Archive for the ‘Random Musings’ Category
In Noel Streatfeild’s Skating Shoes, Lalla, a young skater, is supposed to be practicing her brackets on the ice, and becomes angry when her friend and fellow-skater Harriet reminds her. Hearing their argument, and learning that it was about brackets, Nana, Lalla’s nurse, finds it hard to intervene. “Whenever that word was used Nana saw in her mind’s eye some brackets that had been in her home when she was a little girl. They had been made of wood, covered in a pinkish plush, and on each bracket stood photographs of her relatives.”
This week I learned that I know as little about brackets as Nana did when I entered the office March Madness Pool. Knowing virtually nothing about college basketball, I chose my teams using the following rules: 1) If I had ever seen the team play I picked that team. The only college men’s basketball game I have ever attended was a Butler home game, so I picked Butler as the winner of it all. Butler lost last night. 2) If I had never heard of a school I picked them to lose. Valparaiso University didn’t stand a chance. 3) If I had any association with a school either as a student or an employee, I picked them if the association was positive, and chose them to lose if the association was negative. I worked at Harvard for fourteen months and hated it so I chose them to lose. They won in the first round. 4) The last criteria was if I thought I would like to visit the state or city. I’d like to visit Oregon so I picked them.
My brackets have fallen off the wall leaving large holes in the plaster. I have since learned that 1) the numbers next to a team on the bracket chart are not random; they represent the college’s ranking. Who knew? Apparently everyone but me 2) the winning team is the team that wins the game, not the team that wins an election based on popularity.
But I’m not sure I would necessarily change my brackets now that I know more about the way it works. After all the “upsets” I have heard about on the news, maybe there is still hope for a few of my likable states or cities. It was only five dollars to enter and I doubt I would have done better by buying tickets for last night’s Powerball drawing even though the winning ticket was sold in New Jersey. However, I have since learned that Valparaiso, Indiana, was where Orville Redenbacher developed his popcorn, and the town has a popcorn festival each year. I would probably choose them next year. After all, how can you vote against a place that has an Orville Redenbacher monument?
I don’t need bumper stickers or constant replays on television to remind me of the horrors of 9/11. The evil, fear and panic of that day will stay with me forever.

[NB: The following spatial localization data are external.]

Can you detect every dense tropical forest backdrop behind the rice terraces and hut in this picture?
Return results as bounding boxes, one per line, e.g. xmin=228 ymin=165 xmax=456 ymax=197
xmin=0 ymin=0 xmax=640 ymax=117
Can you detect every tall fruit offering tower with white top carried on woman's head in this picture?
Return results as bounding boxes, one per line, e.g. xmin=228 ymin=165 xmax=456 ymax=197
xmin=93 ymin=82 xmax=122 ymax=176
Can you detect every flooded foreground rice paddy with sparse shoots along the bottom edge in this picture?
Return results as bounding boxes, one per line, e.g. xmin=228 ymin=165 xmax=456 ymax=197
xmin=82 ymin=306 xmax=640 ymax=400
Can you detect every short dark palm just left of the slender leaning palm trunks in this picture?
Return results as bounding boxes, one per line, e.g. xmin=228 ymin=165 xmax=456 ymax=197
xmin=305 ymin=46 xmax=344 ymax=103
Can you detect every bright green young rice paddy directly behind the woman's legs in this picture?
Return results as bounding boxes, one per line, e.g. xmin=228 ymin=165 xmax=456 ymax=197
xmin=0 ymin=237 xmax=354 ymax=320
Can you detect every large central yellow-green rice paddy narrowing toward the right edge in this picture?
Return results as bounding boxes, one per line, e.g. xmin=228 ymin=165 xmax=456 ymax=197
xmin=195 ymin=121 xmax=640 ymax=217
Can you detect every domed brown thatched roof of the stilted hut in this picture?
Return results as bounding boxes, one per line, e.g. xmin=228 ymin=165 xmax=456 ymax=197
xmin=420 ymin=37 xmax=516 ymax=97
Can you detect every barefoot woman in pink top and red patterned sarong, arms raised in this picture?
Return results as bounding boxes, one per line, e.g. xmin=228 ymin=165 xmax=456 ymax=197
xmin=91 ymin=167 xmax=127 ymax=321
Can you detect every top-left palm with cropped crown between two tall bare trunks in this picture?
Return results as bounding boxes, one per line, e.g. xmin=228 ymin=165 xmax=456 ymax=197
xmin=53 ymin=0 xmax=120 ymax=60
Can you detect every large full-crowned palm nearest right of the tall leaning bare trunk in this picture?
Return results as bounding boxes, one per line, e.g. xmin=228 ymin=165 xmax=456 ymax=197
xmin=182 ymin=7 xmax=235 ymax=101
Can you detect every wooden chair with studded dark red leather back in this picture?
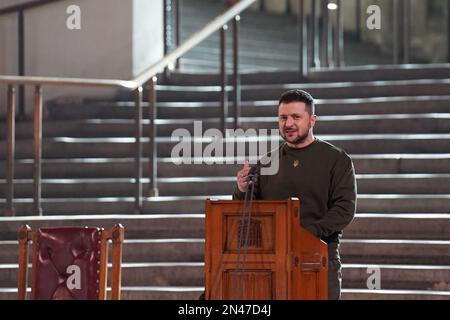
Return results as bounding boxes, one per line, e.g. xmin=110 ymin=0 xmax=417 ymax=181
xmin=17 ymin=224 xmax=124 ymax=300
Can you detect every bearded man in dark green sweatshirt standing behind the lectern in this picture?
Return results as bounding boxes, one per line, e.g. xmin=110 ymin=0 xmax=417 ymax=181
xmin=233 ymin=90 xmax=356 ymax=299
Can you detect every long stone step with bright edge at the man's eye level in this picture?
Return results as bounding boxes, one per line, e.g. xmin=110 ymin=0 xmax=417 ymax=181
xmin=4 ymin=113 xmax=450 ymax=140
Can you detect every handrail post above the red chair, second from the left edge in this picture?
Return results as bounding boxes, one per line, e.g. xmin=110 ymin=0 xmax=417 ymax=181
xmin=33 ymin=85 xmax=42 ymax=216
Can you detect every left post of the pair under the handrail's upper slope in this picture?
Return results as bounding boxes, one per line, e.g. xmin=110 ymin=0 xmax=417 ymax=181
xmin=220 ymin=25 xmax=228 ymax=134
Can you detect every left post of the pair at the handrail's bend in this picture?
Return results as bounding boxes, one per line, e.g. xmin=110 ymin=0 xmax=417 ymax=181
xmin=134 ymin=87 xmax=142 ymax=213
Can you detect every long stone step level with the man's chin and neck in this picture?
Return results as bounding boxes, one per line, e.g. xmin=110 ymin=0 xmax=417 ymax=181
xmin=0 ymin=134 xmax=450 ymax=159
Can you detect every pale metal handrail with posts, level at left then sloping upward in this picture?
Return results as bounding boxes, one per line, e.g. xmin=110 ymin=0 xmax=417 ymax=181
xmin=0 ymin=0 xmax=256 ymax=215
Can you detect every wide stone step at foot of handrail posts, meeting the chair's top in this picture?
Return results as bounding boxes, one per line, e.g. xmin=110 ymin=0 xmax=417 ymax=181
xmin=0 ymin=213 xmax=450 ymax=241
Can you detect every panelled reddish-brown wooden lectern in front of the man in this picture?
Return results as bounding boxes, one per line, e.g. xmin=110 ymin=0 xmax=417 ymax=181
xmin=205 ymin=199 xmax=328 ymax=300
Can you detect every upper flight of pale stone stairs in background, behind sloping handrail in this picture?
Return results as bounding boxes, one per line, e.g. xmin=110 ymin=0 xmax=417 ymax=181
xmin=173 ymin=0 xmax=392 ymax=73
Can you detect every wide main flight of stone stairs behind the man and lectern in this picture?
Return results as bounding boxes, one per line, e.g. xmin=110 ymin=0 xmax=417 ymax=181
xmin=0 ymin=66 xmax=450 ymax=299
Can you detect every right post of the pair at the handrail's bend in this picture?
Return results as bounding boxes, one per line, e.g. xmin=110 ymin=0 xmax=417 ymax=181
xmin=148 ymin=77 xmax=159 ymax=197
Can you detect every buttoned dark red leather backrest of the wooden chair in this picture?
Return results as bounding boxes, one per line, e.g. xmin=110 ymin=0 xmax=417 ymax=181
xmin=34 ymin=228 xmax=101 ymax=300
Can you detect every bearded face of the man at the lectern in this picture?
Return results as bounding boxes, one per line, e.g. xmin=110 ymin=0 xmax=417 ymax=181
xmin=278 ymin=102 xmax=317 ymax=145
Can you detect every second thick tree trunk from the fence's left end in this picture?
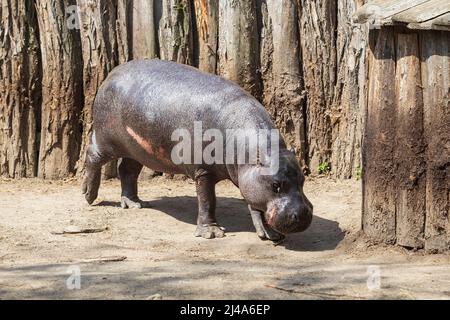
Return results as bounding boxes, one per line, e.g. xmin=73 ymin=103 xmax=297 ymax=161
xmin=36 ymin=0 xmax=83 ymax=179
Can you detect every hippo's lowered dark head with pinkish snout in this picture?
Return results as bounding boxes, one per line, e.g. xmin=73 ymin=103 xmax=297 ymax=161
xmin=239 ymin=150 xmax=313 ymax=234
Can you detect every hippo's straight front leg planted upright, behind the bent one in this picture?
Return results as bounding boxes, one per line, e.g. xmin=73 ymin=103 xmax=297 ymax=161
xmin=195 ymin=172 xmax=225 ymax=239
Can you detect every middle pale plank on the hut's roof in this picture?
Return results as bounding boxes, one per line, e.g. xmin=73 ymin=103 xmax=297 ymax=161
xmin=392 ymin=0 xmax=450 ymax=23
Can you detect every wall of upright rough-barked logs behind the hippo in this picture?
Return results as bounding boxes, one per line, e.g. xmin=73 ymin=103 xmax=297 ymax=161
xmin=0 ymin=0 xmax=367 ymax=179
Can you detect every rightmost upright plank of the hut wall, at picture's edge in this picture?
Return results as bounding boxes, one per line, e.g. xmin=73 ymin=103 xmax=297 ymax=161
xmin=420 ymin=31 xmax=450 ymax=252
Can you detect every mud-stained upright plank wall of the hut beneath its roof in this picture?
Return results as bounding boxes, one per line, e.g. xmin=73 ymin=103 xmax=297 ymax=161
xmin=362 ymin=27 xmax=450 ymax=251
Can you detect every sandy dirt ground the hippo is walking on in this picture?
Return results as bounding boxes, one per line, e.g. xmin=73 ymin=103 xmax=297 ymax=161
xmin=0 ymin=177 xmax=450 ymax=299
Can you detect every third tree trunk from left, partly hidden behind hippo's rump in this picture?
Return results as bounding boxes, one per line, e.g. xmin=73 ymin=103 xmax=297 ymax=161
xmin=78 ymin=0 xmax=121 ymax=178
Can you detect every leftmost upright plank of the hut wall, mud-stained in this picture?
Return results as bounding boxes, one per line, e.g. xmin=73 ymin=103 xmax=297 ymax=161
xmin=362 ymin=28 xmax=396 ymax=243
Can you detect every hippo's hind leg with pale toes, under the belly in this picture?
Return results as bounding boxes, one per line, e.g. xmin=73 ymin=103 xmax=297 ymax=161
xmin=118 ymin=158 xmax=142 ymax=209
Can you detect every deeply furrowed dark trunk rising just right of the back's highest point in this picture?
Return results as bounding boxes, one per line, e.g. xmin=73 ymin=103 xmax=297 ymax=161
xmin=159 ymin=0 xmax=194 ymax=64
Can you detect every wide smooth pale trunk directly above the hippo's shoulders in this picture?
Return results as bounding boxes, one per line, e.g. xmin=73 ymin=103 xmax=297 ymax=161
xmin=218 ymin=0 xmax=261 ymax=98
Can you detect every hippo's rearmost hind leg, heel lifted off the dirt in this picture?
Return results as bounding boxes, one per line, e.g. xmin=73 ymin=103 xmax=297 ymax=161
xmin=82 ymin=139 xmax=111 ymax=204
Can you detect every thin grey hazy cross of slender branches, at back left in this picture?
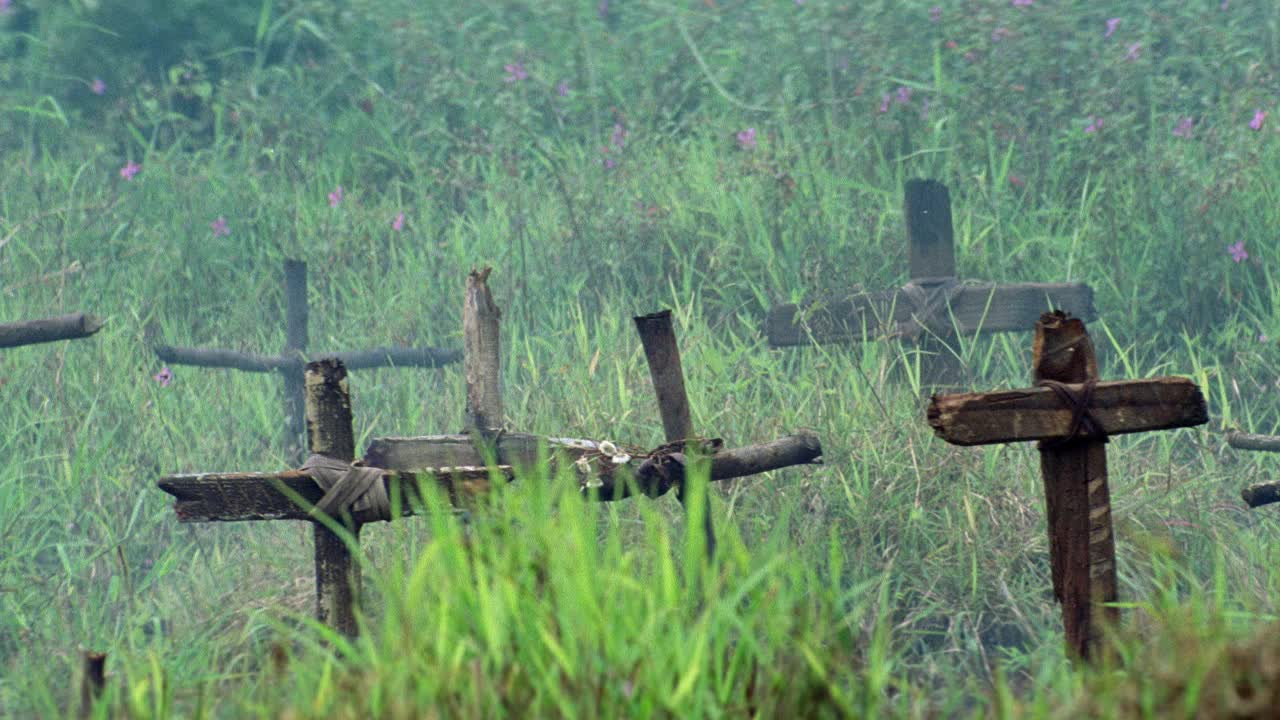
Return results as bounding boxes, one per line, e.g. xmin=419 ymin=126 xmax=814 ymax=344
xmin=155 ymin=254 xmax=462 ymax=446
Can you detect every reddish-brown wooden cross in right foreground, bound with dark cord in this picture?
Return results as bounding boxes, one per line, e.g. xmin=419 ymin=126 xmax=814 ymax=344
xmin=928 ymin=311 xmax=1208 ymax=660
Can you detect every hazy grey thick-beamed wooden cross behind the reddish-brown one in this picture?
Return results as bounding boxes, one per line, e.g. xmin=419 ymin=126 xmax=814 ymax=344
xmin=767 ymin=179 xmax=1096 ymax=387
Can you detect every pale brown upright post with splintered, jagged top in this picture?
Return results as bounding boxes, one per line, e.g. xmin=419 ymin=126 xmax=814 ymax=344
xmin=462 ymin=268 xmax=503 ymax=427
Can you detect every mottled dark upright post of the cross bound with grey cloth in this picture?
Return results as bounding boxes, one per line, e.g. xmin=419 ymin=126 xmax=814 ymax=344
xmin=305 ymin=359 xmax=361 ymax=637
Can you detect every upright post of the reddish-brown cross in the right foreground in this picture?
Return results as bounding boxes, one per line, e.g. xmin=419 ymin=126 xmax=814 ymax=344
xmin=1033 ymin=313 xmax=1119 ymax=660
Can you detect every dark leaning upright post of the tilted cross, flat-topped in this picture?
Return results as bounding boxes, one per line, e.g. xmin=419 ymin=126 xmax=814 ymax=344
xmin=635 ymin=310 xmax=716 ymax=557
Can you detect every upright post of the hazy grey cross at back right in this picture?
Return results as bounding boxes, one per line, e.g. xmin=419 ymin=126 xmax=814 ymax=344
xmin=902 ymin=179 xmax=964 ymax=395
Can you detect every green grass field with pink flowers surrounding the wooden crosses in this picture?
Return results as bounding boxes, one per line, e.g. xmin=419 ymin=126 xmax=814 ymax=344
xmin=0 ymin=0 xmax=1280 ymax=717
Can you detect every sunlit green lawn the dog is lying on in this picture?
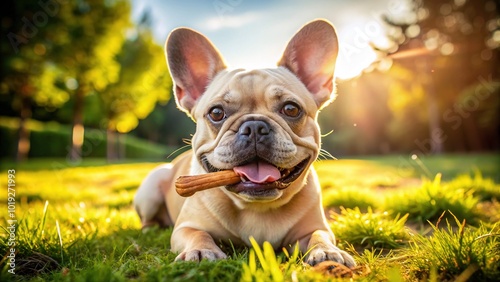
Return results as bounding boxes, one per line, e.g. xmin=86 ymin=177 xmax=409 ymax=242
xmin=0 ymin=155 xmax=500 ymax=281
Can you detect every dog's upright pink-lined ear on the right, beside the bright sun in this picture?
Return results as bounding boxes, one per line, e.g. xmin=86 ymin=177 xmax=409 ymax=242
xmin=278 ymin=20 xmax=339 ymax=108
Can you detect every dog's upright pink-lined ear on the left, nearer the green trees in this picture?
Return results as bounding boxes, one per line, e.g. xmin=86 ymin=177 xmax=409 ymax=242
xmin=165 ymin=28 xmax=226 ymax=114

Instead of sharing where I was when I heard of the terrors, I try to keep in my mind the joy of coming home. I worked in New York City on that awful day, and wondered how I would get home, as the trains and buses were not running and all the tunnels were closed. I waited with what seemed like thousands of others for a ferry, feeling like a refugee headed for a safer land, New Jersey. After an hour we boarded a ferry across the Hudson River to Weehkawken, where rows of ambulances and fire trucks were waiting to board the ferry in on the return trip. After a bus to Hoboken, a train to Newark and then a train to Montclair, the first sight on the platform when I stepped off the train was my husband, waiting for me. As I sobbed into his embrace, I knew that the power of love was greater than any of the evil I had seen that day. I was home.
In the days that followed, the world gradually started turning again. I returned to work on Thursday, where we still managed to get out all of the tax returns due September 15, in spite of the fact that we could have taken an extension until December due to the terrorist attacks. On Sunday night, the non-stop television news coverage began to cease, channel by channel. On ABC, they made the transition by running a special on the life and accomplishments of Walt Disney, a man who brought so much joy and magic and wonder into the world and into our lives as regular visitors of Disneyland and Walt Disney World. Walt believed in a “bright big beautiful tomorrow” and I began to have hope that his legacy would inspire hope in overcoming the evil of the world. He also loved and believed in America, had been a veteran, and believed in the best of this country and the world.
Later that week, Disney Vacation Club sent us two pins, American Flags in the shape of the traditional Mickey Ears with a note of sympathy for all those who were lost that day and a simple message: “Please come home.”
The homecomings in those weeks are what I keep in my heart, the power of love over evil, the message of hope, and belief in a better future.